The diagnostic accuracy of the digital sepsis alerts is shown in Multimedia Appendix 5. Of all the abovementioned studies included in the review, only five studies attempted to address the diagnostic accuracy [24,32]. There was high heterogeneity in the accuracy of alerting in these studies. The specificity of digital alerting in sepsis remained high, with four studies reporting specificities of 81.92% (78.73-84.8 range) [24], 97% [26], 82.0% [25], and 94.56% (93.64-95.32 range) [27]. Although the specificity remained high, the sensitivity showed high heterogeneity: 95.16% (89.77-98.20) [24], 95.2% [25], 87% (81.93-91.66) [27], 80.4% [32], and 16% [26]. The sensitivities and specificities were not given in any other studies. In total, three studies had high negative predictive values of digital alerting and sepsis ranging from 94% [26] to 98.88% (97.58-99.59) [24] and 99.11% (98.69-99.4) [27]. The positive predictive value was much lower at 14.6% [32], 26% [26], 50.21% (43.64-56.78) [24], and 51.64% (46.15-57.11) [27].

Risk of Bias Assessment

All included studies were assessed for the quality of their methodology. All studies had a nonrandomized design methodology, and the NOS was used (Multimedia Appendix 6). Of all studies included, only six were of higher quality. Many had poor comparability due to a lack of randomization.

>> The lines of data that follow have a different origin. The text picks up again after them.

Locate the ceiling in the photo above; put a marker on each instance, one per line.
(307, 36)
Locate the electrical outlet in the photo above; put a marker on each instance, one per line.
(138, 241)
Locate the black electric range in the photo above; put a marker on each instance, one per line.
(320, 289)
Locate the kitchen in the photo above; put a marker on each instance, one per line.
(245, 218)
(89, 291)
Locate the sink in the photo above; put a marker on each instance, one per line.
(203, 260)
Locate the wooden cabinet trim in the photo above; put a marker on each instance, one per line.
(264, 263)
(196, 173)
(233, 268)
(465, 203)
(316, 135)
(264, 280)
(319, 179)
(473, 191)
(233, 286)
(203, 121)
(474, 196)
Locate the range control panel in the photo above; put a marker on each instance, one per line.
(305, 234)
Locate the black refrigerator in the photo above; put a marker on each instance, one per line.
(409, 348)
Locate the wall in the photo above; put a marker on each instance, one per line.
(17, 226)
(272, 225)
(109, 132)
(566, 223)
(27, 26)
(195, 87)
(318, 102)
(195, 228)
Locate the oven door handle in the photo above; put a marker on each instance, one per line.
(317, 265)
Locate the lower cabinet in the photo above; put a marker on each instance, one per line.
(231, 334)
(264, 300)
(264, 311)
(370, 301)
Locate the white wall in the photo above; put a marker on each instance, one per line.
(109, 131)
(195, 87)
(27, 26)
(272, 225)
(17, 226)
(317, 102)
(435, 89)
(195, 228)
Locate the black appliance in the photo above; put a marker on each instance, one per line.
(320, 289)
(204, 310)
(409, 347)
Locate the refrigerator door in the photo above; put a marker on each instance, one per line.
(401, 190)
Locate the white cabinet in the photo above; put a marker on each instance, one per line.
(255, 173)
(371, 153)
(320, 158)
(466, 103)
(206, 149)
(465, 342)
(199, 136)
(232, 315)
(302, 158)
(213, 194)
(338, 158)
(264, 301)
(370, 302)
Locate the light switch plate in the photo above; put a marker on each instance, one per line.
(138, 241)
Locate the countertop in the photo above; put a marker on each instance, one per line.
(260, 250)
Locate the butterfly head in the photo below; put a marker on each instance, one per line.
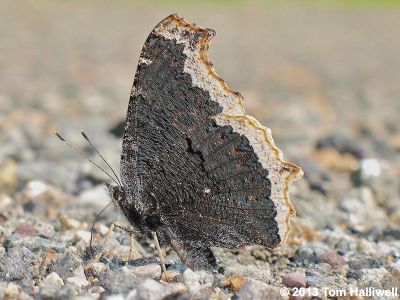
(116, 193)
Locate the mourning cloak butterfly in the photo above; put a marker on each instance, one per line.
(195, 168)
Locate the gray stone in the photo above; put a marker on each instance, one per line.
(16, 266)
(255, 289)
(117, 282)
(294, 280)
(55, 292)
(149, 289)
(66, 265)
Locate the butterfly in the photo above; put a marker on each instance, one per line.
(195, 169)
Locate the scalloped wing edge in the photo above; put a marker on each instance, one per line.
(281, 173)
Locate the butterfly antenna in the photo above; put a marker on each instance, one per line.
(85, 156)
(94, 223)
(95, 149)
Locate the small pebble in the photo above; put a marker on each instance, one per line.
(293, 280)
(27, 230)
(332, 259)
(236, 282)
(53, 279)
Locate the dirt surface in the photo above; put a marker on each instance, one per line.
(325, 79)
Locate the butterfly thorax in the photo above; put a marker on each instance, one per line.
(144, 222)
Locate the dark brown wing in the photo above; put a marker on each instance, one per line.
(190, 154)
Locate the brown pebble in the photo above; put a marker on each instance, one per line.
(292, 280)
(236, 282)
(3, 219)
(332, 258)
(26, 229)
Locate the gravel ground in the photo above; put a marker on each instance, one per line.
(323, 78)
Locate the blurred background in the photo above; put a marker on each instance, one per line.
(323, 75)
(307, 69)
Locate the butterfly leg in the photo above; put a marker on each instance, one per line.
(195, 255)
(133, 242)
(162, 262)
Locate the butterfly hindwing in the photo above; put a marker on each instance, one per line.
(192, 160)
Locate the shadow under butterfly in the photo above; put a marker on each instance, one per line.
(196, 171)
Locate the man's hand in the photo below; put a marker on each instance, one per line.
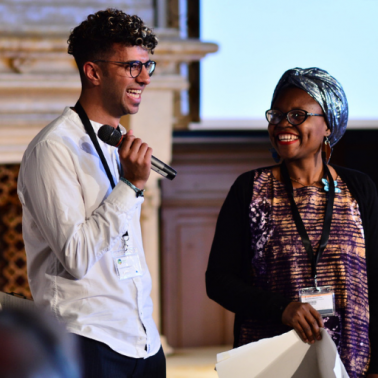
(304, 319)
(135, 157)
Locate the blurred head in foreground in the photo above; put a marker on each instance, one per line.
(34, 345)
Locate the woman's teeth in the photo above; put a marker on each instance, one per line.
(287, 137)
(134, 93)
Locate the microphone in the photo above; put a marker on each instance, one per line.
(113, 137)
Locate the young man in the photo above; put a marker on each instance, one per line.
(82, 237)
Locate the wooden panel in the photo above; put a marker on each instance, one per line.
(198, 321)
(190, 206)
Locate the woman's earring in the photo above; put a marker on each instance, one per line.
(326, 150)
(275, 156)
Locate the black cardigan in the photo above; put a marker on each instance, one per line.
(228, 275)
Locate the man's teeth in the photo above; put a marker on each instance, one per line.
(134, 93)
(287, 137)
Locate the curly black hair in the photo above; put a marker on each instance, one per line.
(94, 38)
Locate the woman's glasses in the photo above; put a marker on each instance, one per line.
(294, 117)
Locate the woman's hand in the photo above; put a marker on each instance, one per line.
(305, 320)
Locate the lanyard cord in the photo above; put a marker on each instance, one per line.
(89, 129)
(314, 259)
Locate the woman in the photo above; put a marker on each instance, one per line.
(302, 227)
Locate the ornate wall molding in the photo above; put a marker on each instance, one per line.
(38, 79)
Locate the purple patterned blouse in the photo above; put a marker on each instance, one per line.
(280, 263)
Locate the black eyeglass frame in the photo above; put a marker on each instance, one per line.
(130, 62)
(285, 115)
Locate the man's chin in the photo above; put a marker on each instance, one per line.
(132, 109)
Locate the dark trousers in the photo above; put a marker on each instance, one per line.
(100, 361)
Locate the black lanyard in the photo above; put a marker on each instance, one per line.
(314, 259)
(89, 129)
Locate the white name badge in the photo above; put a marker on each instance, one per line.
(128, 266)
(321, 298)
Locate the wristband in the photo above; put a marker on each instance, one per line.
(138, 192)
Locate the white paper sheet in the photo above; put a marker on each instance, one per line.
(284, 356)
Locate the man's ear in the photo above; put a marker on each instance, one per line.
(92, 73)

Patients with sepsis have high morbidity, mortality, and associated treatment costs [1,7,36].

This review found that digital alerting in sepsis is associated with significant reductions in hospital LOS by 1.311 days (P=.014) and ICU LOS by 0.766 days (P=.007). Both mortality and time to antibiotics showed no significant differences between the prealerting and postalerting groups.

Reduced hospital LOS and ICU LOS are likely due to earlier diagnosis, improved time to treatments such as antibiotics, earlier fluid replacement, minimized inflammatory cytokines, and cytokine stress. A previous systematic review on the diagnostic accuracy and effectiveness of digital alerts found no improvements in clinical outcomes when digital alerts in sepsis were employed [37]. However, since its publication, there has been a growth in the number of empirical studies on digital alerting and sepsis outcomes, as more hospitals worldwide are transferring to EHRs and digital solutions. All studies identified in this review are recent and after 2010, reflecting the entry of new technology in this field.

This review also identified a wide variation in the diagnosis of sepsis and multiple measures used for this purpose. Many of the studies included in the review have used the SIRS definition of sepsis or a modification of it. This is perhaps because it is the most practical in a clinical setting with readily available vital sign data and laboratory tests. Although SIRS was routinely used as a definition of sepsis, the Third International Consensus Definitions for Sepsis and Septic Shock (Sepsis 3) declared that the use of two or more SIRS criteria in identifying sepsis was not specific enough [3]. The SIRS criteria may be met without infective disease processes, such as trauma [38]. The variation in diagnostic criteria may explain the lack of literature meta-analysis in digital sepsis alerts to date. The ideal alerting criteria required for sepsis in combination with guidance on the latest definitions must be reviewed in further large-scale randomized studies. The ideal sepsis alerts must correctly identify patients with sepsis and exclude those without sepsis. Alerting with low positive predictive value is likely to contribute to alert fatigue, and it is suggested that more sophisticated algorithms may be required to correctly identify patients with sepsis [32]. A recent retrospective comparison of scoring systems found the National Early Warning Score to be more accurate in detecting sepsis as compared with other scoring systems including SIRS [39]. Furthermore, multicenter studies are required to review these findings. In addition to the alert itself, the way the alert is delivered must be reviewed. There is no one best method in the literature to the type of alert to be used and who it needs to be sent to. A combination of EHR, text paging, and mobile alerts have been used in the studies included in this review.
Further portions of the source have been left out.